First, the fact that a high, grounded "unit" of the tower, feedlines, antennas, and in some cases a big metal "brush" on top actually helps to bleed off would be strikes so they cannot form.
But if a big tower DOES get struck, "everything is bonded to everything." Feedlines are bonded to the tower every so often up and down the tower. Just about ALL commercial antennas are a "grounded" design, that is, you'll never see an "open" (DC open) quarter wave whip on a decent commercial site. Of course Polyphasor or other surge arrestors are used at the bottom.
Extensive grounding "halos" are installed. Normally a ground ring of many ground rods is installed around the tower---I'm not talking about ground radials on a AM broadcast tower, but rather something like a moutain top VHF/ UHF site.

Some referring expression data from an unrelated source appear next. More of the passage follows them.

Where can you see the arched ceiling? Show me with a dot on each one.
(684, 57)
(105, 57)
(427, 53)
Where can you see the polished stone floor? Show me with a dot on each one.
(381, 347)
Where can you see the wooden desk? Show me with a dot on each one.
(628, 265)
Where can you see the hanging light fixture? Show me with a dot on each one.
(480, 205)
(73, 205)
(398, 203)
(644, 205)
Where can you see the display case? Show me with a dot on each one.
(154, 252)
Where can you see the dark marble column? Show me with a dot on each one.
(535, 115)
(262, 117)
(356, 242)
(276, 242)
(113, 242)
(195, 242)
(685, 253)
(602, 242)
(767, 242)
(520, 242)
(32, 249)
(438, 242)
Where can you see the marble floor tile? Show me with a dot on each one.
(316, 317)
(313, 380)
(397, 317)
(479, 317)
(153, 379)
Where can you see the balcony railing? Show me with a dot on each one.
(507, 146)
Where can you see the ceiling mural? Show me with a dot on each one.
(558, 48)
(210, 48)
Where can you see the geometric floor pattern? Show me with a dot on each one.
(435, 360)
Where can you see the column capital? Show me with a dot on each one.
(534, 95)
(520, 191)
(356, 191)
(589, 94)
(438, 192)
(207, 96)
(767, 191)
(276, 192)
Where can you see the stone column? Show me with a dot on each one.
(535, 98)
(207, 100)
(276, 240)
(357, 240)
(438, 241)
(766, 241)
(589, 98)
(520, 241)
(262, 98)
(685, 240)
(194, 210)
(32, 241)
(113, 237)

Grounds are intentionally "rounded" around corners rather than nice neat 90* bends. All internal buiding racks, cabinets, AC/ ventilation gear, door and window frames, etc, is all bonded to an internal building circular halo, which is bonded to the tower ground.

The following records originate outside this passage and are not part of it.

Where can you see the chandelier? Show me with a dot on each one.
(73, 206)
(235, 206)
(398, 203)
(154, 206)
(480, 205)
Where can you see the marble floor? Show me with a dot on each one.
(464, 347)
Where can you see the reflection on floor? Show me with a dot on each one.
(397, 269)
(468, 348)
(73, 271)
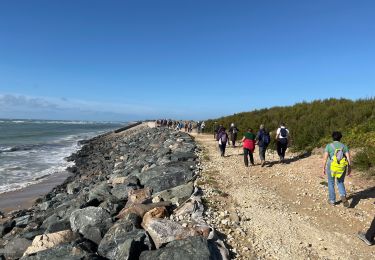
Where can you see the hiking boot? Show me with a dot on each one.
(345, 202)
(362, 236)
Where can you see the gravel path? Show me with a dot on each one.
(280, 211)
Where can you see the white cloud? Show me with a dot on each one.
(20, 106)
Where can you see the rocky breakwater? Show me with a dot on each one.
(131, 196)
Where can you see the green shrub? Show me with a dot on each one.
(364, 160)
(311, 124)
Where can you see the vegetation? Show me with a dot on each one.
(311, 124)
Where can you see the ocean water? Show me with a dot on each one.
(31, 150)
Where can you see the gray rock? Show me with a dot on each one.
(73, 187)
(6, 227)
(191, 248)
(22, 221)
(163, 231)
(120, 191)
(15, 248)
(177, 194)
(100, 192)
(183, 156)
(167, 176)
(124, 241)
(61, 252)
(91, 222)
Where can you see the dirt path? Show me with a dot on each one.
(280, 211)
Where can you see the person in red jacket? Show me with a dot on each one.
(248, 144)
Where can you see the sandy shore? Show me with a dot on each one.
(24, 198)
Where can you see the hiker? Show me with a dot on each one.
(336, 164)
(222, 137)
(248, 144)
(369, 236)
(217, 131)
(282, 135)
(263, 139)
(233, 130)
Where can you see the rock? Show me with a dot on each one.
(62, 252)
(121, 191)
(167, 176)
(101, 193)
(15, 248)
(141, 209)
(6, 226)
(177, 194)
(124, 241)
(163, 231)
(158, 212)
(73, 187)
(47, 241)
(91, 222)
(191, 248)
(138, 196)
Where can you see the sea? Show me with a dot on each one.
(32, 150)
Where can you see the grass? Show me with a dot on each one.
(364, 161)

All this helps to make a unitized, "spread" ground shall we say "object" that tends to act like a large gauge wire, helping to "unconcentrate" the hit, so to speak.

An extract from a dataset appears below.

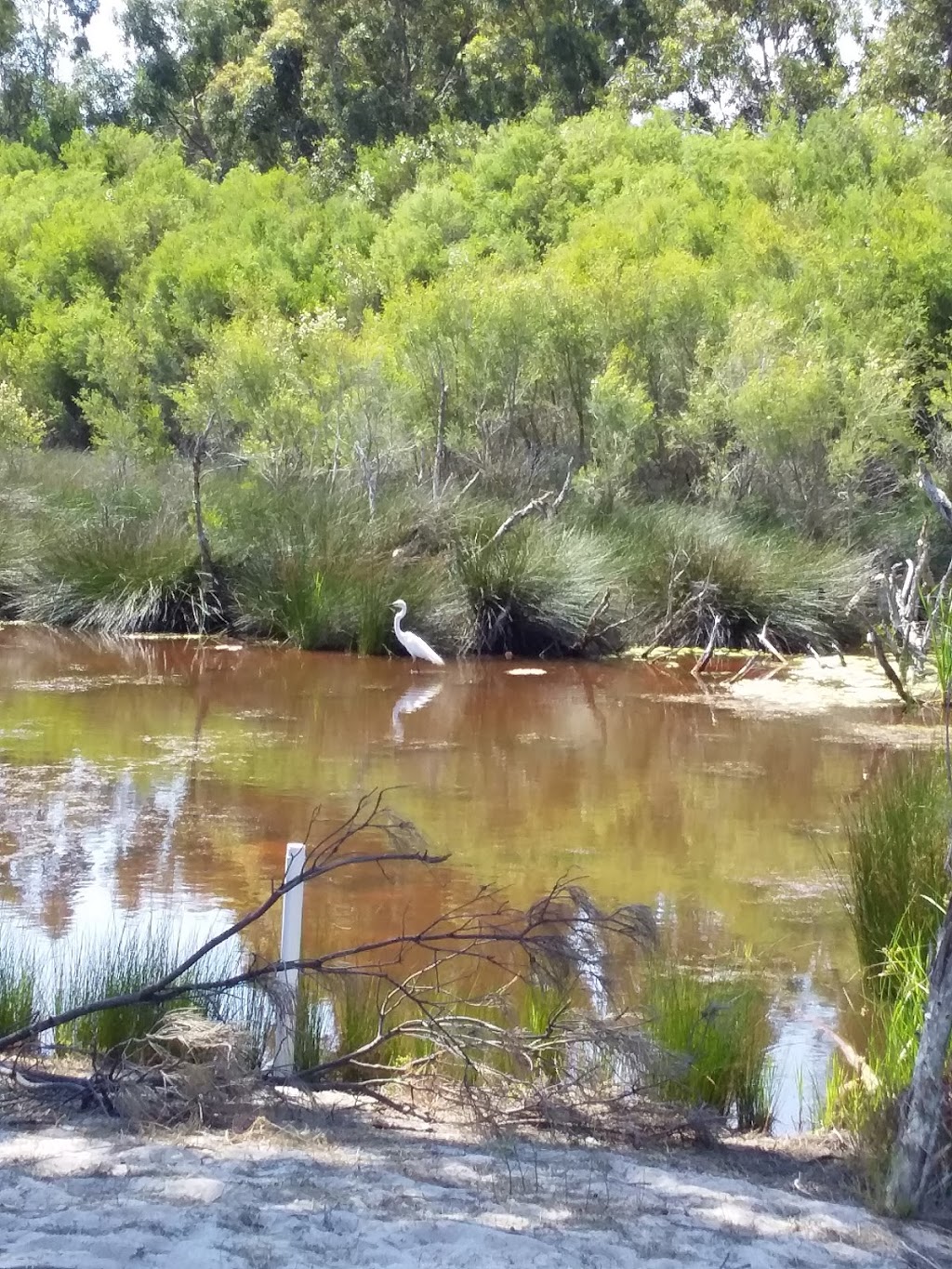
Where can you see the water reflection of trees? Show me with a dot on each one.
(201, 761)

Your fiberglass monopole IS subject to explosion with a hit, as are commercial glass monopoles. Why some of them survive as well as they do is actually beyond me.
THE BIG THING with grounding is to try to help the strike/ bleed off go to ground BEFORE much of it gets "into the house."
This is why stuff like coax-fed dipoles and other ungrounded (not DC ground) antennas can be so very dangerous. A Polyphasor is not much protection on one of these.
Somewhere Motorola used to put out a booklet on site grounding practices. If you look around, I'm sure you can find it for download, or contact your local two-way shop.